Merge pull request #9 from compspec/add-features

vsoch · web-flow · commit 1c90468bdd43 · 2025-08-01T03:53:16.000-06:00
feat: support for job manager features;
diff --git a/fractale/transformer/base.py b/fractale/transformer/base.py
@@ -78,13 +78,13 @@ def add(self, name: str, value=None):
 
         # Determine if it's a short (-n) or long (--tasks) option
         prefix = "-" if len(name) == 1 else "--"
-        self.script_lines.append(f"{self.directive}: {prefix}{name}={value}")
+        self.script_lines.append(f"{self.directive} {prefix}{name}={value}")
 
     def add_flag(self, name: str):
         """
         Add a boolean flag (e.g., --exclusive).
         """
-        self.script_lines.append(f"{self.directive}: --{name}")

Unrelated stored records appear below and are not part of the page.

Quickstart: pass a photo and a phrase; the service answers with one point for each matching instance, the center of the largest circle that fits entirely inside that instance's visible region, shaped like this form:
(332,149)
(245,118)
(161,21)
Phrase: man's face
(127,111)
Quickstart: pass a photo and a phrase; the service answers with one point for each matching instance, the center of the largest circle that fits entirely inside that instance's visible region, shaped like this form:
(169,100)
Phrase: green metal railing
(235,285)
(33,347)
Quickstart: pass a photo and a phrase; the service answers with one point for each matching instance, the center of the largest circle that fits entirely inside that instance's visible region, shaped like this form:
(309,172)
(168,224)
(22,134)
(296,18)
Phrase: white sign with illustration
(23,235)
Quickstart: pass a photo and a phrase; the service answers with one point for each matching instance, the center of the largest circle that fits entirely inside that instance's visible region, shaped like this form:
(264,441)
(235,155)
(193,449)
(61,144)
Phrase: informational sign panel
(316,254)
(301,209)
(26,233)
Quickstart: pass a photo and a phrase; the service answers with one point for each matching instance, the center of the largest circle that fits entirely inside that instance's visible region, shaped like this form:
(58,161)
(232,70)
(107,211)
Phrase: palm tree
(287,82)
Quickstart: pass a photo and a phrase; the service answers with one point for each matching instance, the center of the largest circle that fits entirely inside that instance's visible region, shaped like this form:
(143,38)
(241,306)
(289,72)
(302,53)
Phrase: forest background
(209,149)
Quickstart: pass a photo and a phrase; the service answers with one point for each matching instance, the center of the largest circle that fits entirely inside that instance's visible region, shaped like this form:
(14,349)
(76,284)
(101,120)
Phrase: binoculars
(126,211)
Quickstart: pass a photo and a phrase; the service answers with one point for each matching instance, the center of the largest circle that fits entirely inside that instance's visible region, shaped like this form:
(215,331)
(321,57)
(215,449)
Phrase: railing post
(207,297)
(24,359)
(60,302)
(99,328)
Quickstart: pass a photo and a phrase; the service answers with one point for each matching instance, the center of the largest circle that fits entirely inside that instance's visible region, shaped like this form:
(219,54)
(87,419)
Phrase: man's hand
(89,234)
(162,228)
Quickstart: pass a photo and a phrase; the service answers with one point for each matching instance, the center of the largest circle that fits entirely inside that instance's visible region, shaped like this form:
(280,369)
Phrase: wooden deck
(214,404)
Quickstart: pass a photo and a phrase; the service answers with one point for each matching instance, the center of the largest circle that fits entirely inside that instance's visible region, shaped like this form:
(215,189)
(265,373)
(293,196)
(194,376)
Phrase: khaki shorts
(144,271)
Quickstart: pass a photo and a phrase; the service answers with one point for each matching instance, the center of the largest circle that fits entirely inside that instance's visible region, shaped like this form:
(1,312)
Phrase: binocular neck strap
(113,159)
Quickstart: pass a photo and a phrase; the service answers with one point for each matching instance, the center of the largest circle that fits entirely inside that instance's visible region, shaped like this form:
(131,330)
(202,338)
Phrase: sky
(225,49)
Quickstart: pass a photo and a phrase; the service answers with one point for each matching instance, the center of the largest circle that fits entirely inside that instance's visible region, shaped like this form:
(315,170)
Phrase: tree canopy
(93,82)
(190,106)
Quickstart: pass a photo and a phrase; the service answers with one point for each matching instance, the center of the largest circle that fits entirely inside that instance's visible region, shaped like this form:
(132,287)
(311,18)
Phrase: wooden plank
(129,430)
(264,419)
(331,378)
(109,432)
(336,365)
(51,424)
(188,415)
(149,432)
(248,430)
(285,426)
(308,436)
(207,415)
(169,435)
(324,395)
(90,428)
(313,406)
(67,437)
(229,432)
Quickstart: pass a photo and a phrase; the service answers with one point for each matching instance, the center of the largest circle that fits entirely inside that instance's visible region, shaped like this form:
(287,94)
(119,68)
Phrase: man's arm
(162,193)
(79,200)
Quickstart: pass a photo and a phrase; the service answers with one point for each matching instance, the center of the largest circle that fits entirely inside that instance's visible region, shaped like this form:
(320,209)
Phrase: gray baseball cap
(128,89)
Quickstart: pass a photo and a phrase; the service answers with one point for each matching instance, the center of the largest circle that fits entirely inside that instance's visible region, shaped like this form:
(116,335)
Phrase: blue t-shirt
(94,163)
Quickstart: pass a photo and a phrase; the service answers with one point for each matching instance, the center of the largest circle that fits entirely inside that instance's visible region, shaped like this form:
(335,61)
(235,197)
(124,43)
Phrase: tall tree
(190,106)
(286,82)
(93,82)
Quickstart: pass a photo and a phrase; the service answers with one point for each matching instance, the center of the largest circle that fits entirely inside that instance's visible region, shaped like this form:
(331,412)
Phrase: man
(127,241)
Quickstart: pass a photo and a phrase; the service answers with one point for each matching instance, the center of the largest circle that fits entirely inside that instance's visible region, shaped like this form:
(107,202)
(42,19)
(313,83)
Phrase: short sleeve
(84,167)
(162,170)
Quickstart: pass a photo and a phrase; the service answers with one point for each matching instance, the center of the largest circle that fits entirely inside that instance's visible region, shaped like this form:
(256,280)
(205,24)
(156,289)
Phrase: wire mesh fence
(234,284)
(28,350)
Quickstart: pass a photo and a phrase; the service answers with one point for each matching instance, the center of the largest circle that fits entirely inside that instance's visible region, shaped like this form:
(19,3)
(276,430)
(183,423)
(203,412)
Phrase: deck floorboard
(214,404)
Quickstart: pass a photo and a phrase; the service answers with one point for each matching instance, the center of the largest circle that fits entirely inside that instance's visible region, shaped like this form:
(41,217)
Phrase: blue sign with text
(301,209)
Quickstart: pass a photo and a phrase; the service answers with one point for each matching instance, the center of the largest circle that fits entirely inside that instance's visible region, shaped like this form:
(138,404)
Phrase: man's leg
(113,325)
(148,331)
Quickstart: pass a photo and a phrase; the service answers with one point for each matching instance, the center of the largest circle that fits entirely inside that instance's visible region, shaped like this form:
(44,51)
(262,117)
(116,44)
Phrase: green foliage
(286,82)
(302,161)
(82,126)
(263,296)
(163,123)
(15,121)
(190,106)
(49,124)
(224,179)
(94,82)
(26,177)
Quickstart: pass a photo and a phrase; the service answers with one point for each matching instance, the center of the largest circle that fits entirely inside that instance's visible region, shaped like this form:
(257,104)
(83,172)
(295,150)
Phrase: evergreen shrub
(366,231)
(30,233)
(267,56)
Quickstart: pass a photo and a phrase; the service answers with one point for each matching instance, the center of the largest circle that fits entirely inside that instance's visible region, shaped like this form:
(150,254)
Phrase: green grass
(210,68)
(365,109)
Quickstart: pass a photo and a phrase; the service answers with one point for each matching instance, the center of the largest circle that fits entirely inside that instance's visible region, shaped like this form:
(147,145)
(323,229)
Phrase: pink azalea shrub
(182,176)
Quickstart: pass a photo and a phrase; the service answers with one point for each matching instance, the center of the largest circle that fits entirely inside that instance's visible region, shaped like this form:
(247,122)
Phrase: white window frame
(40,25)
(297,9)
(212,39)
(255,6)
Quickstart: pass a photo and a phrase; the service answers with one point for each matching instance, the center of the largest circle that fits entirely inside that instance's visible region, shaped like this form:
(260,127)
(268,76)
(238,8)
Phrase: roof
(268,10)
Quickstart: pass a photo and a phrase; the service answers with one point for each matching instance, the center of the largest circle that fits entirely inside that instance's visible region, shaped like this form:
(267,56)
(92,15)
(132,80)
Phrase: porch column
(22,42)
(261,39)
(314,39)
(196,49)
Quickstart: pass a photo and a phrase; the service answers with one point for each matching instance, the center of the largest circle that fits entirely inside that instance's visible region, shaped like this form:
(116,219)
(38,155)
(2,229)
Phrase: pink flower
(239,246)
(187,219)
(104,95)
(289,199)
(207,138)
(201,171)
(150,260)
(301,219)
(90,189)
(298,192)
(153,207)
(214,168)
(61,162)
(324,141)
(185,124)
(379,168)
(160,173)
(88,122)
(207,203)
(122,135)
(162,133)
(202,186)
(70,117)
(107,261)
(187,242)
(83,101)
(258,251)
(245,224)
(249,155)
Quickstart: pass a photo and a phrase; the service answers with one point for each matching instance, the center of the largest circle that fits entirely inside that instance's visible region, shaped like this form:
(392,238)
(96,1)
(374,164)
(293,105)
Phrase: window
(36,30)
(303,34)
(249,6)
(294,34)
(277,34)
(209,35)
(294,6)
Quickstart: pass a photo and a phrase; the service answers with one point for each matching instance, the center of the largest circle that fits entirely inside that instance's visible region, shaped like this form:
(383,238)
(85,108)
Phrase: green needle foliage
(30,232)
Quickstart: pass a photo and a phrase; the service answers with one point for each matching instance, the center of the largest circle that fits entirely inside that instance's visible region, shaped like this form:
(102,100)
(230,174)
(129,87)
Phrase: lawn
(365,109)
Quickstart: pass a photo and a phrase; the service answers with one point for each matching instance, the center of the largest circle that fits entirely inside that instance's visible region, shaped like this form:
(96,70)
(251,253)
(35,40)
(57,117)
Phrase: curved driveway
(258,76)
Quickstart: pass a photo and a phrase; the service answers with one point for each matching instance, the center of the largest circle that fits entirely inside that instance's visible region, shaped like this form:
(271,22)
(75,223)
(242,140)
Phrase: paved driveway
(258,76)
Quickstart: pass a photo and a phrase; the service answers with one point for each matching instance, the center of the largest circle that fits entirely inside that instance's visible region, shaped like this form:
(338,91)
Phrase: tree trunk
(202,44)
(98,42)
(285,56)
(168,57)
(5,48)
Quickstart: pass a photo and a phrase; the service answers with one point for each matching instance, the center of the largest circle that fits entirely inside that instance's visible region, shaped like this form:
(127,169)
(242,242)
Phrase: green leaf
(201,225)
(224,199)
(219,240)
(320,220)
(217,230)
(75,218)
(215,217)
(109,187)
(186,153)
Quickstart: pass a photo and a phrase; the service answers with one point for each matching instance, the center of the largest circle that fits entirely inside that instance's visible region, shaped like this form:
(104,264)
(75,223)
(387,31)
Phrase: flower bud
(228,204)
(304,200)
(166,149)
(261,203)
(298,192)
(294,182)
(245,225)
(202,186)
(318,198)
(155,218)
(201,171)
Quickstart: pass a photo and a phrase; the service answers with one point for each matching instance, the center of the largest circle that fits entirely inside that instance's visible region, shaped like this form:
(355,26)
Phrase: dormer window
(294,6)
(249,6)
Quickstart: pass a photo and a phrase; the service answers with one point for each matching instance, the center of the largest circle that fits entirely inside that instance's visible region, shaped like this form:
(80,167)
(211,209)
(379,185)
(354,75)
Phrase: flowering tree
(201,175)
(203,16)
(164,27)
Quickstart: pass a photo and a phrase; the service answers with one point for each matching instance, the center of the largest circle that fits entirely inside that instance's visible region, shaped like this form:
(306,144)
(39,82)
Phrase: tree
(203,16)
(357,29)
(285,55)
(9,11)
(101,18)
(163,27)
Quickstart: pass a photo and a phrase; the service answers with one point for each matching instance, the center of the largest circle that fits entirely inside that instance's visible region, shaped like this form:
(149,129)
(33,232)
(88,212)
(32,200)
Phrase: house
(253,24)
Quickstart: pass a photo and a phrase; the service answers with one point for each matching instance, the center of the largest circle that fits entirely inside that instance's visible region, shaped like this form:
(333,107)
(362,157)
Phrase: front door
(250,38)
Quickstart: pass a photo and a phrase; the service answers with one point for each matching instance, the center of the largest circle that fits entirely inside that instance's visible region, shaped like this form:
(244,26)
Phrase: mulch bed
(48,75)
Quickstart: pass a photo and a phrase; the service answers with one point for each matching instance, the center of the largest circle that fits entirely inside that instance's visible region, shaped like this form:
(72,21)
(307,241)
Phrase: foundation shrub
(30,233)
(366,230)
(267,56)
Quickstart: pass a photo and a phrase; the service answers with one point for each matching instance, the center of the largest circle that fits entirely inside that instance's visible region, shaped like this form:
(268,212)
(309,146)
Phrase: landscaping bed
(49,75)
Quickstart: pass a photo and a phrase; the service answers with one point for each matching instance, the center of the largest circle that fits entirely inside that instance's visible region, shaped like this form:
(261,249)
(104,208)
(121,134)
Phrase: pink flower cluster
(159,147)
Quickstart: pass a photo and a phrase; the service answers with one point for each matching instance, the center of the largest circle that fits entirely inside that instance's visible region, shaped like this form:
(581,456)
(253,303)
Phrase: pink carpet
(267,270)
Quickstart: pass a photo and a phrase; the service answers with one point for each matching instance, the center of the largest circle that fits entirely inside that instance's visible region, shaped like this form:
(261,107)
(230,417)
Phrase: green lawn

+        self.script_lines.append(f"{self.directive} --{name}")
 
     def render(self) -> str:
         """
diff --git a/fractale/transformer/cobalt/transform.py b/fractale/transformer/cobalt/transform.py
@@ -154,9 +154,12 @@ def convert(self, spec):
             )
             qsub_cmd.extend(["--dependencies", dep_str])
 
-        # Node constraints are handled by --attrs
-        if spec.constraints:
-            qsub_cmd.extend(["--attrs", ":".join(spec.constraints)])
+        # Node constraints and GPU type are handled by --attrs
+        attrs = list(spec.constraints)
+        if spec.gpu_type:
+            attrs.append(f"gpu_type={spec.gpu_type}")
+        if attrs:
+            qsub_cmd.extend(["--attrs", ":".join(attrs)])
 
         # -O sets the prefix for output/error files, which is derived from the job name.
         qsub_cmd.extend(["-O", job_name])
@@ -284,7 +287,11 @@ def _parse(self, content, return_unhandled=False):
                 elif key == "dependencies":
                     spec.depends_on = value.split(":")
                 elif key == "attrs":
-                    spec.constraints = value.split(":")
+                    for attr in value.split(":"):
+                        if attr.startswith("gpu_type="):
+                            spec.gpu_type = attr.split("=", 1)[1]
+                        else:
+                            spec.constraints.append(attr)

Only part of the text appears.